The air shifts. “That’s not what I…”
“Isn’t it?” Her arms fold now, protective. “You don’t get to just reappear in Oakwood and act like I’m some kind of back-up plan. Some safe option when the city didn’t work out.”
That hits harder than the cupboard did.
“I don’t see you like that,” I say, standing now, frustration bleeding through. “You know that.”
“Do I?” she challenges. “Because from where I’m standing, it looks a lot like you only look twice when someone else does.”
Scott. This is about Scott.
“This isn’t about him,” I say.
Her laugh is brittle. “Then what is it about, Rory?”

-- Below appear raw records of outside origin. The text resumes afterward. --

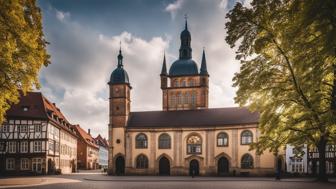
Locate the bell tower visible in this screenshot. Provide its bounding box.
[108,49,132,174]
[160,20,209,111]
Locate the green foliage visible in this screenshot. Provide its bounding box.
[0,0,49,123]
[226,0,336,179]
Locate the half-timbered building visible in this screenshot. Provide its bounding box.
[73,125,99,169]
[307,144,336,175]
[0,92,77,174]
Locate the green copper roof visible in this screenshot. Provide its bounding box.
[169,59,198,76]
[109,50,129,84]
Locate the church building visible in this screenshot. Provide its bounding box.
[108,21,276,176]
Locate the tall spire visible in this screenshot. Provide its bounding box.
[160,52,168,76]
[200,47,209,75]
[184,14,188,30]
[118,41,124,68]
[180,16,192,59]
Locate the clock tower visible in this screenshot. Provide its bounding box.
[108,49,132,175]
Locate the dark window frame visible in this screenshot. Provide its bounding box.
[136,154,148,169]
[240,153,254,169]
[186,134,203,155]
[135,133,148,149]
[216,132,229,147]
[240,130,253,145]
[158,133,171,149]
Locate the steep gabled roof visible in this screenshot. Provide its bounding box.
[127,107,259,128]
[95,134,108,148]
[6,92,48,119]
[6,92,75,135]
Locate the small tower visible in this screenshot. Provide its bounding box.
[108,49,132,174]
[160,54,168,109]
[200,48,209,107]
[200,49,209,87]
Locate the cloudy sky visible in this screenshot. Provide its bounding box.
[38,0,252,137]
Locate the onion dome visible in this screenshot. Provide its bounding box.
[109,50,129,84]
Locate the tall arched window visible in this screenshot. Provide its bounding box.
[189,79,194,87]
[191,91,196,106]
[240,154,253,169]
[170,95,176,106]
[181,80,187,87]
[187,135,202,154]
[184,92,191,104]
[241,130,253,145]
[159,133,171,149]
[136,154,148,169]
[174,79,179,87]
[217,132,229,146]
[135,133,148,148]
[177,93,182,104]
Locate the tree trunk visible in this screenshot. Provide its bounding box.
[330,61,336,110]
[317,136,328,182]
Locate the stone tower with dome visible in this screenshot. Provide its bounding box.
[108,18,276,176]
[160,21,209,111]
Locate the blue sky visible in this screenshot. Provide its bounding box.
[38,0,249,137]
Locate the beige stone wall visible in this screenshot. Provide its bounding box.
[60,130,77,174]
[121,125,275,175]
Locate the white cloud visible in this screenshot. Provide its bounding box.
[41,0,239,137]
[219,0,228,9]
[56,10,70,22]
[40,11,169,137]
[165,0,183,19]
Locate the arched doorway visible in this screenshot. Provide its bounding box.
[115,156,125,175]
[159,157,170,175]
[217,157,229,175]
[189,159,199,176]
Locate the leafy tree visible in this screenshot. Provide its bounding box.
[0,0,49,124]
[226,0,336,181]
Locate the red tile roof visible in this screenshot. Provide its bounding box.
[6,92,75,135]
[73,125,99,148]
[95,134,108,148]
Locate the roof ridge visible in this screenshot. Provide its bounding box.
[130,106,248,113]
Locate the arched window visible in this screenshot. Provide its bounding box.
[191,91,196,106]
[187,135,202,154]
[174,79,178,87]
[136,154,148,169]
[159,133,170,149]
[170,95,176,106]
[181,80,187,87]
[135,133,148,148]
[177,93,182,104]
[217,132,229,146]
[184,92,191,104]
[240,154,253,169]
[241,130,253,145]
[189,79,194,87]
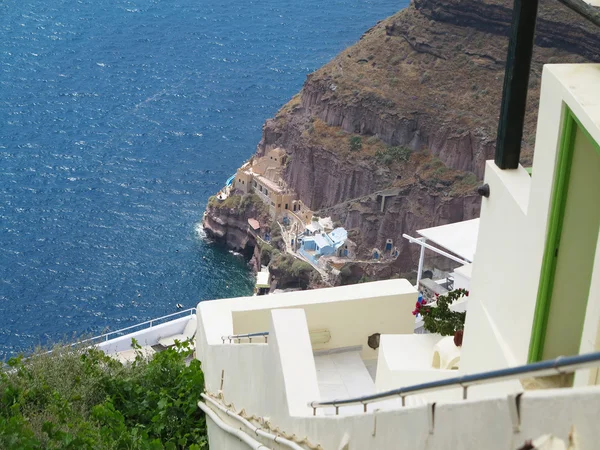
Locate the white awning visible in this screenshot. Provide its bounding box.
[417,219,479,262]
[256,270,270,288]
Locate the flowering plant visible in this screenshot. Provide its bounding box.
[413,289,469,336]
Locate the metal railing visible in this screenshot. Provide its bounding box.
[221,331,269,344]
[77,308,196,344]
[308,352,600,415]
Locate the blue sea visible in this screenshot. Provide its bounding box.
[0,0,406,361]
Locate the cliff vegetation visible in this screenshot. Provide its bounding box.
[0,344,208,450]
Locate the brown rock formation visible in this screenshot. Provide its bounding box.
[209,0,600,273]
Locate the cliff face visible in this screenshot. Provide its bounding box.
[207,0,600,271]
[202,196,269,250]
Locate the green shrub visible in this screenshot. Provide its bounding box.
[375,146,412,166]
[260,244,274,266]
[348,136,362,152]
[0,342,208,450]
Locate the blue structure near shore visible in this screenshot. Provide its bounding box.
[302,227,348,258]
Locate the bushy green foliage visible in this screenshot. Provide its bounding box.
[375,147,412,166]
[260,244,275,266]
[413,289,469,336]
[0,343,208,450]
[348,136,362,152]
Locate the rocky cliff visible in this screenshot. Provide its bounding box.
[207,0,600,272]
[202,195,270,250]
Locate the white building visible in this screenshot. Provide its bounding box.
[191,65,600,450]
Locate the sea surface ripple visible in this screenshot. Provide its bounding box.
[0,0,405,361]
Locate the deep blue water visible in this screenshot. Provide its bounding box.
[0,0,403,361]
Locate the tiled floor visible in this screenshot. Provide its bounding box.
[315,351,375,414]
[315,351,424,415]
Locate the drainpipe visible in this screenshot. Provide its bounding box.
[198,402,271,450]
[198,394,305,450]
[417,238,427,291]
[495,0,539,169]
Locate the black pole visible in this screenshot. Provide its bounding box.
[495,0,538,169]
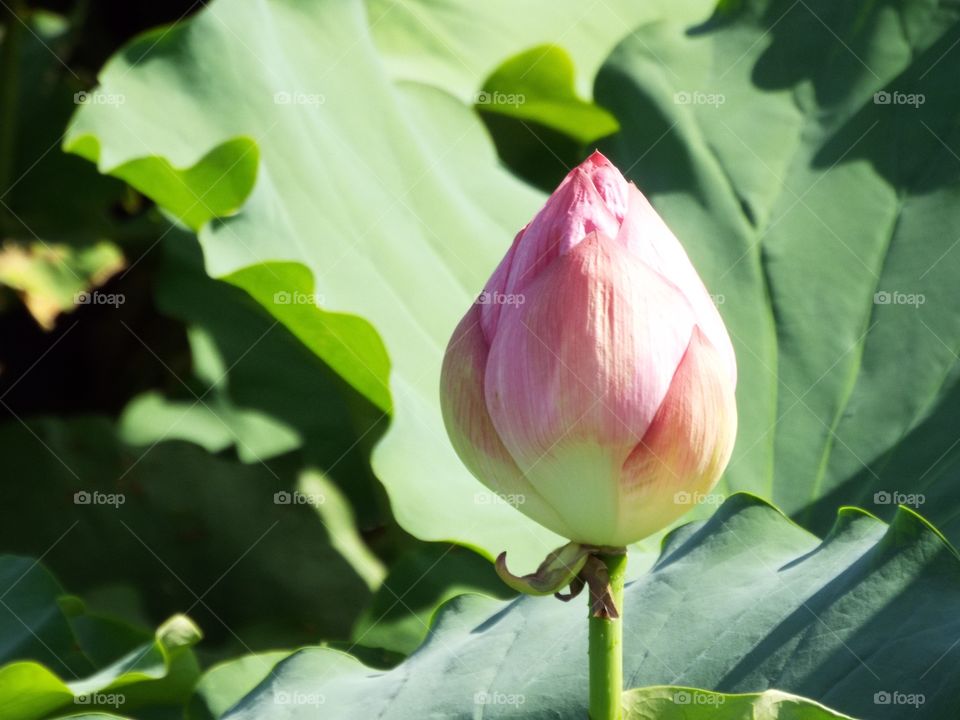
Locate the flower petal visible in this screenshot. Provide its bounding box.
[440,305,570,537]
[618,328,737,542]
[485,233,694,544]
[618,183,737,382]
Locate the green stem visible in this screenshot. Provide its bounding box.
[590,553,627,720]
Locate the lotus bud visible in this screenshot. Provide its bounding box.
[441,152,737,547]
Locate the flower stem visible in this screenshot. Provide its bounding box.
[589,553,627,720]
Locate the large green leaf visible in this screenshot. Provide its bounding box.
[0,417,383,651]
[218,495,960,720]
[596,0,960,537]
[65,0,705,564]
[623,687,849,720]
[0,555,200,720]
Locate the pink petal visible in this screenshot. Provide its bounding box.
[485,233,694,480]
[618,188,737,382]
[440,305,570,536]
[618,328,737,538]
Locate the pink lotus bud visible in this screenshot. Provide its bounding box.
[441,152,737,546]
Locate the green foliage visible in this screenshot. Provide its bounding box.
[218,495,960,720]
[596,0,960,538]
[0,555,200,720]
[623,687,850,720]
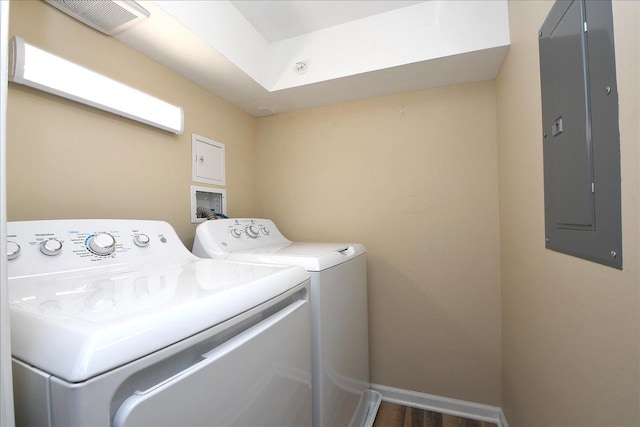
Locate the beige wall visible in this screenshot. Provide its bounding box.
[7,1,256,247]
[256,82,500,405]
[496,1,640,427]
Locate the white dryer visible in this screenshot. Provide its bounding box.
[193,218,380,427]
[7,220,312,427]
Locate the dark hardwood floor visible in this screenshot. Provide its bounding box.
[373,402,498,427]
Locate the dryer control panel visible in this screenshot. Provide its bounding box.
[193,218,291,258]
[7,219,193,278]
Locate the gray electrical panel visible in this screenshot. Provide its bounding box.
[539,0,622,269]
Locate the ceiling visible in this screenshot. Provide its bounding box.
[231,0,422,43]
[109,0,509,117]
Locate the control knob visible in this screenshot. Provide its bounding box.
[7,240,20,259]
[244,224,259,239]
[40,239,62,256]
[87,233,116,255]
[133,234,151,248]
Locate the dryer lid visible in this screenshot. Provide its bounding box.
[227,242,365,271]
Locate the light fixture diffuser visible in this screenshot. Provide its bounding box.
[9,36,184,135]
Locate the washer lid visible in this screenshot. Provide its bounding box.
[9,259,309,382]
[227,242,365,271]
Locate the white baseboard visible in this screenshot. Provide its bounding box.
[371,384,509,427]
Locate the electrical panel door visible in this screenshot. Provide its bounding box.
[539,0,622,268]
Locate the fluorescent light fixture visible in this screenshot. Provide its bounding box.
[9,36,184,135]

About you. Always you. I rake a hand through my hair, pacing once because I can’t seem to stand still. “You think I didn’t feel it? Back then? You think I just… forgot?”
Her eyes flash.
“I loved you,” I say, and even to my own ears it sounds rough, unfinished.
“I did. I just…I had things happening. Rugby. Contracts. I thought there was time. I thought you’d…
” What? Wait? Stay where I left you? I falter.
“I handled it badly,” I finish instead, which feels like the most cowardly version of the truth.
She stares at me. “That’s it?” she asks. “You loved me but you were busy?”
It sounds ridiculous when she says it.
“I was twenty,” I snap back, defensive now because I can feel this slipping out of my control. “I didn’t know how to balance everything.”
“And I did?” she shoots back. “I was here. Watching you build a life that didn’t include me.”
I open my mouth, then close it. Because she’s not wrong.
“And now you’re here,” she continues, voice shaking slightly, “and you look at me like that and offer me Christmas and nearly kiss me under my sink and expect me to just… what? Slot back into place?”
“I don’t expect anything,” I say, but even I can hear the lie in it.
Silence. The kind that presses on your chest.
“I’m not your safety net,” she says finally, softer now. “I’m not the girl you come home to when the rest of the world doesn’t work out.”
“That’s not…”
“Then what is it?” she demands.
And this is the moment. The one where I could say it properly. The whole thing. The fact that she never stopped being the baseline in my head. That every relationship since has felt slightly off because it wasn’t her. Instead, I do what I’ve always done. I pull back.
“I shouldn’t have come,” I say.
Her face changes. Not angry now. Just tired. “No,” she agrees quietly. “You shouldn’t have.”
She looks away, blinking what looks like tears springing up in her eyes. I look at her differently now. She’s not waiting. She never was. And if I want anything here, I’m going to have to stop half-saying it and start risking it. Even if that means losing her completely.